Xavier Roux in the media


Le Monde

Sylvain Cypel

20 Février 2010

 

La fourmi géante de Robert Desnos, au cœur d'un miracle new-yorkais 

 

Bien sûr, il y a beaucoup de travail. Mais l'affaire tient d'abord du miracle. La galerie Invisible Dog ("le chien invisible"), dans le quartier de Brooklyn, à New York, expose une fourmi de 18 mètres de long et 4 mètres de haut, avec un canotier sur la tête. "Eh pourquoi pas ?", interrogeait Robert Desnos, en 1942, dans son poème ("Une fourmi de dix-huit mètres, avec un chapeau sur la tête, ça n'existe pas, ça..."). L'artiste français Xavier Roux lui a donné corps et âme. 

Une tonne et demie de squelette et de pattes d'acier enserrent quatre ballons ultralégers en polyuréthane et nylon cousus sur mesure, fabriqués par une société spécialisée travaillant pour des clients très regardants : l'armée américaine, les plateformes géostationnaires... Comme oppressée dans un vaste espace, l'oeuvre diffuse un mélange d'humour innocent et de gravité monumentale. 

 

Xavier Roux dit l'avoir "rêvée" depuis l'âge de 6 ans. "La Fourmi, c'est le premier poème que j'ai appris." Bien plus tard, cet attrait s'est transformé en obsession, après avoir su l'engagement de Desnos dans la Résistance, sa déportation en 1944 à Buchenwald dans un wagon plombé de 18 mètres qui "n'existe pas" et son décès du typhus dans le camp de Terezin. 

Xavier Roux a proposé sa fourmi à Lucien Zayan, qui l'accueille dans sa galerie aujourd'hui et lui a dit "on y va" sans hésitation. Arrivé aux Etats-Unis en 2009, Zayan a passé dix ans auprès de Stéphane Lissner au Festival d'art lyrique d'Aix- en-Provence. Il est l'archétype du "mercurien" qu'étudie Yuri Slezkine dans son Siècle juif, récemment publié (La Découverte, 2009) : "Ma mère m'a toujours dit : "Lucien, n'aie rien, on peut toujours tout te prendre"..." 

 

Diplômé d'HEC 

Dans la veine conte de fées, il a transformé, en un an, les gravats d'Invisible Dog en un espace unique qu'il loue à un propriétaire admiratif : 2 300 m2 sur trois niveaux - 700 m2 au rez-de-chaussée, dont une salle de 450 m2 sous 4,60 mètres de plafond pour les expositions et autres événements ; le reste aménagé en studios d'artistes. 

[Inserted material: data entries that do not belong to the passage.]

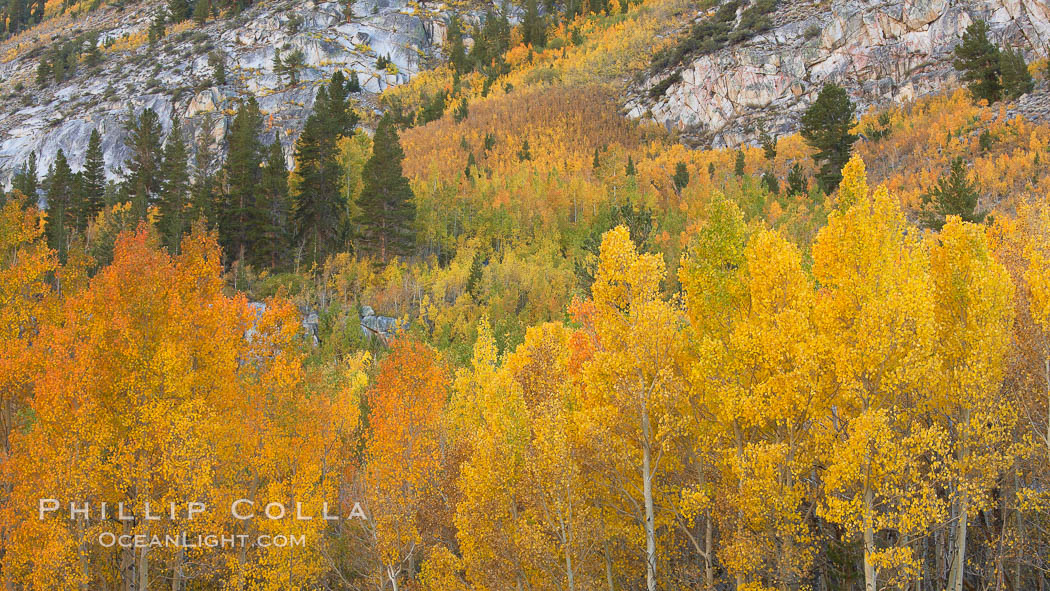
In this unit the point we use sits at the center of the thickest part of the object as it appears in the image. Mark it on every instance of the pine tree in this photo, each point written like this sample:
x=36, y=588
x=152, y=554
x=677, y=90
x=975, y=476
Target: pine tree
x=1016, y=79
x=202, y=193
x=217, y=63
x=156, y=29
x=680, y=177
x=462, y=110
x=179, y=9
x=173, y=197
x=242, y=177
x=27, y=180
x=144, y=173
x=93, y=184
x=274, y=238
x=277, y=65
x=320, y=209
x=533, y=25
x=825, y=126
x=475, y=277
x=769, y=145
x=340, y=113
x=980, y=61
x=470, y=164
x=387, y=210
x=796, y=181
x=771, y=183
x=953, y=194
x=60, y=215
x=456, y=49
x=201, y=11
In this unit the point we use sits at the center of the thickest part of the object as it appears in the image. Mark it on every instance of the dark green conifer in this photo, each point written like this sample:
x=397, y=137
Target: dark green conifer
x=680, y=177
x=387, y=211
x=26, y=180
x=61, y=216
x=1016, y=79
x=825, y=126
x=953, y=194
x=979, y=60
x=274, y=245
x=242, y=177
x=173, y=207
x=144, y=170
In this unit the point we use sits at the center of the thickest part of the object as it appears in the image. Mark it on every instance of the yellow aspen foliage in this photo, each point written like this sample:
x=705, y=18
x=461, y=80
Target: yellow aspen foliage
x=158, y=389
x=632, y=380
x=974, y=313
x=876, y=321
x=406, y=402
x=25, y=262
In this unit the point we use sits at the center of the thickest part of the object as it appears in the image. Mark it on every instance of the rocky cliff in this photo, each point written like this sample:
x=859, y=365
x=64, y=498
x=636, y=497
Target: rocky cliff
x=880, y=50
x=173, y=76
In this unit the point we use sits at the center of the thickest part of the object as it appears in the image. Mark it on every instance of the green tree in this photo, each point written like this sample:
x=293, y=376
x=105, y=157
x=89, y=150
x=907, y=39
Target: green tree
x=26, y=180
x=320, y=210
x=242, y=175
x=979, y=60
x=156, y=29
x=525, y=152
x=274, y=243
x=173, y=199
x=201, y=11
x=217, y=63
x=1016, y=79
x=60, y=213
x=680, y=177
x=953, y=194
x=387, y=211
x=533, y=25
x=456, y=50
x=796, y=181
x=144, y=171
x=825, y=126
x=179, y=9
x=202, y=193
x=93, y=184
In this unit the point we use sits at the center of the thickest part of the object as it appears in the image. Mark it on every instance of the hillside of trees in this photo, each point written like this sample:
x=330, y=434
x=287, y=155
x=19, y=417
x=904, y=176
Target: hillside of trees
x=817, y=362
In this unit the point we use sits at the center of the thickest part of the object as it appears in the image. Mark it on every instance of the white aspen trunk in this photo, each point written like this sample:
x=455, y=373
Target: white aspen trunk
x=647, y=492
x=869, y=572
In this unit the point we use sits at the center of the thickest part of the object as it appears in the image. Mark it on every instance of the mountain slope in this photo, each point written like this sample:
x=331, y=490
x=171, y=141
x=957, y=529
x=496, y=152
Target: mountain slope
x=174, y=77
x=880, y=50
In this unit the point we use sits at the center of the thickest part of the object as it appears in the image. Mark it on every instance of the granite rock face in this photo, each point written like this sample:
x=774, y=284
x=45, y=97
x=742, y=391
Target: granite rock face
x=174, y=79
x=880, y=50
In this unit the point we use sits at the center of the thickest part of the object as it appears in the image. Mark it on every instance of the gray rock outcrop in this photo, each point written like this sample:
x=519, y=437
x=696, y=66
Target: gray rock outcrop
x=174, y=78
x=880, y=50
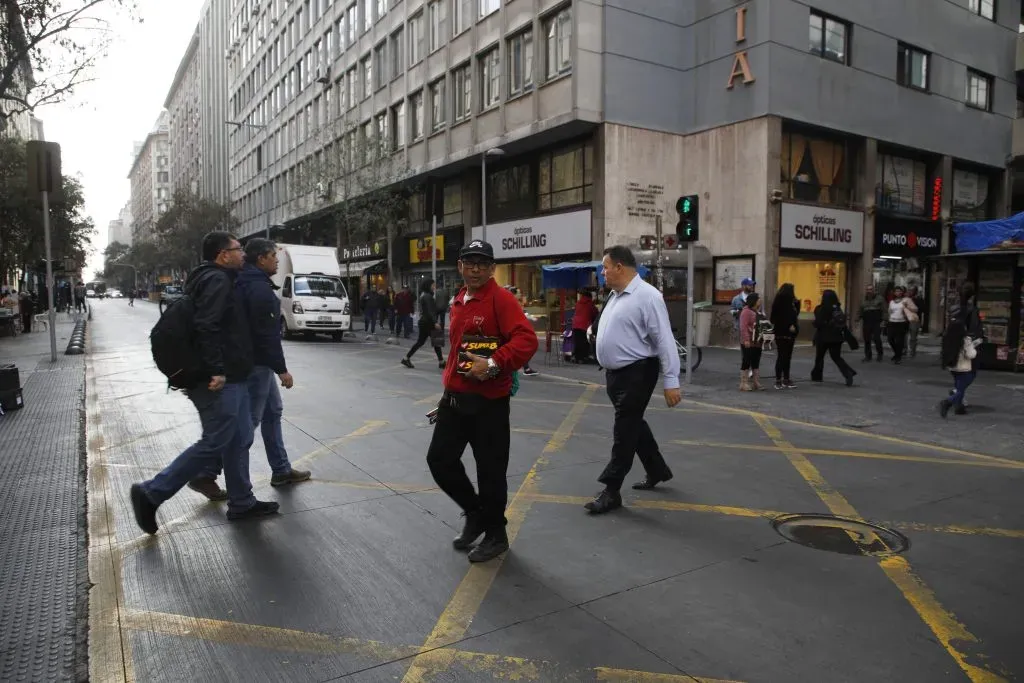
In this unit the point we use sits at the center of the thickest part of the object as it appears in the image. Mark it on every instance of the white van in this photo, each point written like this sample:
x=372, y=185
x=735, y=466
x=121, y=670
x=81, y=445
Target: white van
x=313, y=299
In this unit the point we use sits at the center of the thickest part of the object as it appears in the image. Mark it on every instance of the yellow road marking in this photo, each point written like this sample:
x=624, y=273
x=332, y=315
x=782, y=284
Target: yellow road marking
x=468, y=597
x=852, y=454
x=947, y=629
x=497, y=667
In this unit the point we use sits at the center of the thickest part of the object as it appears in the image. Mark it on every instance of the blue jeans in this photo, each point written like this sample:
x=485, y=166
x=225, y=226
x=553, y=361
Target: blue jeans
x=961, y=382
x=265, y=410
x=227, y=433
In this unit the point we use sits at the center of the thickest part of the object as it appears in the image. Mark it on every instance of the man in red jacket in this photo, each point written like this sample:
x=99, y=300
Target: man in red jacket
x=491, y=339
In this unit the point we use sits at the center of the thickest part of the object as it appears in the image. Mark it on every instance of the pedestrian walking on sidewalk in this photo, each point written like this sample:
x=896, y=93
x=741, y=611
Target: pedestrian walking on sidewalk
x=830, y=332
x=263, y=312
x=785, y=319
x=491, y=339
x=430, y=327
x=635, y=345
x=218, y=390
x=872, y=311
x=751, y=344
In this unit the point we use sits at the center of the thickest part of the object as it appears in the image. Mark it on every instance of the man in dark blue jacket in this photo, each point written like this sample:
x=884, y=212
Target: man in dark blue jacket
x=256, y=292
x=220, y=394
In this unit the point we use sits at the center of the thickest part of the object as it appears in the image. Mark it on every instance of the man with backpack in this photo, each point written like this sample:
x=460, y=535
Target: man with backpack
x=202, y=343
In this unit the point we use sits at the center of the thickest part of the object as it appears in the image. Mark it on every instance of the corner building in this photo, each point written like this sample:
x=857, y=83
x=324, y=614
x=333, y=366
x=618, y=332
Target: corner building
x=830, y=142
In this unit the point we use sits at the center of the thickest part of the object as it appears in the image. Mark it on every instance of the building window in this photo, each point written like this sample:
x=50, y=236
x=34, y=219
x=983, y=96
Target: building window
x=416, y=39
x=558, y=33
x=397, y=53
x=380, y=65
x=488, y=7
x=815, y=169
x=984, y=8
x=453, y=204
x=979, y=89
x=491, y=79
x=437, y=113
x=438, y=23
x=463, y=10
x=828, y=38
x=463, y=84
x=565, y=177
x=416, y=112
x=911, y=67
x=520, y=53
x=398, y=125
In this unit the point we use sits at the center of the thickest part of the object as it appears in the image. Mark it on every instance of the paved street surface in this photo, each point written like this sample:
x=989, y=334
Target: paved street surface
x=356, y=580
x=43, y=574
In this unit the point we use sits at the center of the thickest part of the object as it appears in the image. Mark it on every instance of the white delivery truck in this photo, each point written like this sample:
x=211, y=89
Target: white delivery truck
x=313, y=299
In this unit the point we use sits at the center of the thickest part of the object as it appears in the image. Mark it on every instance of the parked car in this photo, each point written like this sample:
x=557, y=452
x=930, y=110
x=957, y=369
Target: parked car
x=170, y=294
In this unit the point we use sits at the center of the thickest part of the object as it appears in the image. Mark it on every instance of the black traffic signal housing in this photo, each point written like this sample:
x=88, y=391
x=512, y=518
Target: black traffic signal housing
x=688, y=227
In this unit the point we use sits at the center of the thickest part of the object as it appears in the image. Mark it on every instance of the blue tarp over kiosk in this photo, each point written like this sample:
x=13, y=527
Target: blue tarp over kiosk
x=988, y=233
x=576, y=274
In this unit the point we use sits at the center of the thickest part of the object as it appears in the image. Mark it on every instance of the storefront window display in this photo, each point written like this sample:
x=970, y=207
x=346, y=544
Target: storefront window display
x=811, y=276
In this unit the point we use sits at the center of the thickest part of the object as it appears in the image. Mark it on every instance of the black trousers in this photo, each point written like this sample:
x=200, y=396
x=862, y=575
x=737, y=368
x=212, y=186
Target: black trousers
x=836, y=351
x=425, y=330
x=630, y=389
x=783, y=359
x=486, y=431
x=897, y=338
x=870, y=331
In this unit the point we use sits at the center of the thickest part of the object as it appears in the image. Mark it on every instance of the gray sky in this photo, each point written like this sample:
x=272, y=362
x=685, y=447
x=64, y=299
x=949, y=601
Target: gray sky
x=97, y=128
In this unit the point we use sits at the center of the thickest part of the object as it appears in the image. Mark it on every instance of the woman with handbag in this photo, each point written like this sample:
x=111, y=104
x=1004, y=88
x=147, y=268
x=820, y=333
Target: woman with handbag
x=901, y=312
x=429, y=326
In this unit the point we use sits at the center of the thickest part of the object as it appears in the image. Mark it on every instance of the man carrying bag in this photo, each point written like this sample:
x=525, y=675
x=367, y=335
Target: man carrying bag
x=491, y=339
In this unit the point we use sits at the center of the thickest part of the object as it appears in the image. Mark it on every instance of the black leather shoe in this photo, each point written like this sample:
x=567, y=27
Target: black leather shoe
x=494, y=544
x=606, y=501
x=471, y=530
x=649, y=482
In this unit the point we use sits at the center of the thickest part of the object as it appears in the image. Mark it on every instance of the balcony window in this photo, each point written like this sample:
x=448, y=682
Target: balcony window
x=520, y=60
x=828, y=38
x=911, y=68
x=558, y=35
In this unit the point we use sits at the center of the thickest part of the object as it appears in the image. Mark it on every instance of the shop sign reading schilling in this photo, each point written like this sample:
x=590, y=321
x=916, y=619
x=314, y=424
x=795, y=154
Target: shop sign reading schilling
x=820, y=228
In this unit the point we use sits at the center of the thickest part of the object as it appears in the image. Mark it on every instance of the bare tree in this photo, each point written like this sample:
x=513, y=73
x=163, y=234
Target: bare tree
x=357, y=171
x=49, y=47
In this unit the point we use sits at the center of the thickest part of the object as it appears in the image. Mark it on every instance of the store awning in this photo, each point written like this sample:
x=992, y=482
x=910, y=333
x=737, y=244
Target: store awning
x=356, y=268
x=996, y=235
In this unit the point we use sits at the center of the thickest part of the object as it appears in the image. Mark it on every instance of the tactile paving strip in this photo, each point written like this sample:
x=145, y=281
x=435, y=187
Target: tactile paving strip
x=43, y=563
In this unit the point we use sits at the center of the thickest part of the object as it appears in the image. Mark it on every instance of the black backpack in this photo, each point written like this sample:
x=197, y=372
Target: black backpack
x=173, y=343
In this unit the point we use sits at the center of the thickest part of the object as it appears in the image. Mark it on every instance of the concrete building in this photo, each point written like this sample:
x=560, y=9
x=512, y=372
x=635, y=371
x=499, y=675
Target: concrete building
x=829, y=162
x=151, y=181
x=197, y=109
x=120, y=229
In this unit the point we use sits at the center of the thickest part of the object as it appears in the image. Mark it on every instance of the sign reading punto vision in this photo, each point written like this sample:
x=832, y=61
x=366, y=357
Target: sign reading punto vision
x=821, y=228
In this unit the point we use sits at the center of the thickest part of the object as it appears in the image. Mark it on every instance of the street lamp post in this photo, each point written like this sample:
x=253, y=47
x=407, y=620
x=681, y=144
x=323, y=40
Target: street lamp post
x=265, y=189
x=494, y=152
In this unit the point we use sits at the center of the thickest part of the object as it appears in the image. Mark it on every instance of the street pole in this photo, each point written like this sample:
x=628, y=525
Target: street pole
x=433, y=248
x=483, y=196
x=49, y=278
x=658, y=270
x=690, y=328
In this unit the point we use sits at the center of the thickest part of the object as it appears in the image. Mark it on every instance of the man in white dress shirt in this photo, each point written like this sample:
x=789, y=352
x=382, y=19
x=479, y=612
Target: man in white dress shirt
x=634, y=345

Dans le genre sorti des sentiers battus, Roux n'est pas mal non plus. Ce diplômé d'HEC débute, en 1989, chez un grand chasseur de têtes aux Etats-Unis : objectif Wall Street. "Le jour de mes 10 000 jours (27 ans et 3 mois), j'ai su que cette vie n'était pas pour moi." Il lâche tout en 1997. Un an plus tard, il expose des "peintures transparentes". 

En 2008, il a contribué au spectacle Rêves et possibilités du groupe Praxis, au Whitney Museum. Auparavant, il avait lancé l'Artist Studio Project avec le laboratoire de recherche de Yahoo !, à l'université de Berkeley (Californie). 

Quant à la Fourmi, le dynamisme de Zayan et le talent de Roux auraient été insuffisants "sans Juan", admettent-ils. Juan Alfaro avait bâti L'Araignée, de Louise Bourgeois, pour le Guggenheim. "C'est un extraordinaire artisan d'art, dit Zayan. 

Xavier a imaginé la structure, Juan l'a mise en vie - ce dernier est rentré par hasard à Invisible Dog, il cherchait une grande salle pour son mariage. Je vous jure que c'est vrai."

D'autres soutiens sont arrivés, dont ceux de Jacques Fraenkel, exécuteur testamentaire de Desnos, et de l'écrivain Florence Delay. Xavier Roux avait proposé sa Fourmi à la Mairie de Paris, en 2005, pour le 60e anniversaire de la libération des camps. "Il fallait passer par New York pour montrer que c'était possible. Maintenant on discute pour la faire venir en France." 

"La Fourmi" de Xavier Roux. The Invisible Dog. 51 Bergen Street, Brooklyn, New York (Etats-Unis). Jusqu'au 4 avril.